During the operation
A transplant is conducted under a general anesthetic so you will be asleep throughout the procedure. Once you are sedated, the surgeons will place:
- a tube down your windpipe, which will be connected to a breathing machine called a respirator to support your breathing during the surgery.
- a tube into your stomach to stop liquid and air from collecting in your stomach so you will not feel sick and bloated when you wake up.
- a tube into your bladder to collect urine.
The surgery usually takes about 3 to 5 hours, but it can vary.
After the operation
When you awaken, you will be in the intensive care unit (ICU) or cardiovascular intensive care unit (CVICU).
- Once you are awake and able to breathe adequately, you will be detached from the ventilator and the tube down your windpipe will be removed.
- Pain medication will be given to you, either intravenously or as pills.
- As you recover, you will be transferred to a step-down unit and then to a regular room.
- You can expect to stay in the hospital at least two to three weeks after surgery.
- Drugs to suppress your immune system (immunosuppressive therapy) will be administered to prevent your body from rejecting the donor heart.

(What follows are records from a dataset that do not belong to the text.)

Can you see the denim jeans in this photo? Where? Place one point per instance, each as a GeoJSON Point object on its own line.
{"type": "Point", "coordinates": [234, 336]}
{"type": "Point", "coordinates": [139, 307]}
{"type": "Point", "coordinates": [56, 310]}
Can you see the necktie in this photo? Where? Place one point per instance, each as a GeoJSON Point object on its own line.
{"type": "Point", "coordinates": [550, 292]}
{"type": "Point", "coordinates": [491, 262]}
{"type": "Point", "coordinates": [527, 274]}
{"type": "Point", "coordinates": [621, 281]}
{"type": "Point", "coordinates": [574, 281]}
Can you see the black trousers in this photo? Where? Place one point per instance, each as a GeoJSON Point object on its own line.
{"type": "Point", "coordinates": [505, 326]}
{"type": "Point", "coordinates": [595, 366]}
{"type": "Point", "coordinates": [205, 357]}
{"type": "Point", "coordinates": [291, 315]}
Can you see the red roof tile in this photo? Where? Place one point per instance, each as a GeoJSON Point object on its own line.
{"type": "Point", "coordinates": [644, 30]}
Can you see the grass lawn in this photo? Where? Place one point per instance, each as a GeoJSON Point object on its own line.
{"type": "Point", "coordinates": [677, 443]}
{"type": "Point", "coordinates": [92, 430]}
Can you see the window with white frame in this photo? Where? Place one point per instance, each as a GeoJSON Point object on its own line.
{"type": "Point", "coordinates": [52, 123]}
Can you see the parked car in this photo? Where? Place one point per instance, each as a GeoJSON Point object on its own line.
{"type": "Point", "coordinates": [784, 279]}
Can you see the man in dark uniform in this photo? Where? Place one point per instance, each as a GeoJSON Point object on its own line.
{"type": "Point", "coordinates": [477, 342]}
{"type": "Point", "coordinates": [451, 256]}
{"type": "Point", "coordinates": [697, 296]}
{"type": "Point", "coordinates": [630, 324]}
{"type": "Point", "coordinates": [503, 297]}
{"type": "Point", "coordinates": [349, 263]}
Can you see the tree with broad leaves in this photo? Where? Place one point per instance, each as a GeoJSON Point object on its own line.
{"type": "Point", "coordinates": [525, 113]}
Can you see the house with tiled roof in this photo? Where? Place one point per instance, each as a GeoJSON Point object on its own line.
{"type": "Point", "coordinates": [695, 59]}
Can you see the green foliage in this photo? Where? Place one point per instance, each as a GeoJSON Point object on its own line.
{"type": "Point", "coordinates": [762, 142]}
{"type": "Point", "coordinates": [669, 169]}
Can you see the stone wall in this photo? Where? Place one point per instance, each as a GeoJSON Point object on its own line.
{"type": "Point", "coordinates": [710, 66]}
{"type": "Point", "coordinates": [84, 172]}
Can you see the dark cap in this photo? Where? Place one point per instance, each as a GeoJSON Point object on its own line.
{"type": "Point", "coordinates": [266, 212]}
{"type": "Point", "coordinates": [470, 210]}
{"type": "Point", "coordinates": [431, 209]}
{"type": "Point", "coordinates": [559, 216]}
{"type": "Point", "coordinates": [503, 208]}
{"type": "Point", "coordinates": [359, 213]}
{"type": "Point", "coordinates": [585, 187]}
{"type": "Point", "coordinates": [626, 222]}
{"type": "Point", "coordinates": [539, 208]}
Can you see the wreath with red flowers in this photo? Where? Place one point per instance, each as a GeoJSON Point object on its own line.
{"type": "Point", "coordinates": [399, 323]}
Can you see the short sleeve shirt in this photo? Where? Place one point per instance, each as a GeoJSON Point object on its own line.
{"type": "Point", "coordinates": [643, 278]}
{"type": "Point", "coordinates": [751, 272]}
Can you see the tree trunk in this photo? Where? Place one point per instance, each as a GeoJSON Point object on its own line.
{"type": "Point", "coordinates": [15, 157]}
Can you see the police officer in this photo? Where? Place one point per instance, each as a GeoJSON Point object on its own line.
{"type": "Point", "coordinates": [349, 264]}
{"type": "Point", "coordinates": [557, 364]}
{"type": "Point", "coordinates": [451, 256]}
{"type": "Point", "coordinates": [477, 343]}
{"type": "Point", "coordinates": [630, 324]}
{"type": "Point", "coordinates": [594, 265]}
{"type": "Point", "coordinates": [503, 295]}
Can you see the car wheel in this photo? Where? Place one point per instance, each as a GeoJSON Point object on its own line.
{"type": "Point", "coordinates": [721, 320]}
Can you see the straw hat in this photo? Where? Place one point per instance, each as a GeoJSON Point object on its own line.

A rehabilitation program will be designed to help your recovery.
Upon returning home, you should watch for possible signs of infection, such as:
- sore throat
- shortness of breath
- cold sores
- flu-like symptoms or feeling unwell
- redness, swelling or drainage from your incision.
Possible signs of rejection of the donor heart include:
- shortness of breath
- weight gain
Most patients continue to receive follow-up care for several months after they return home.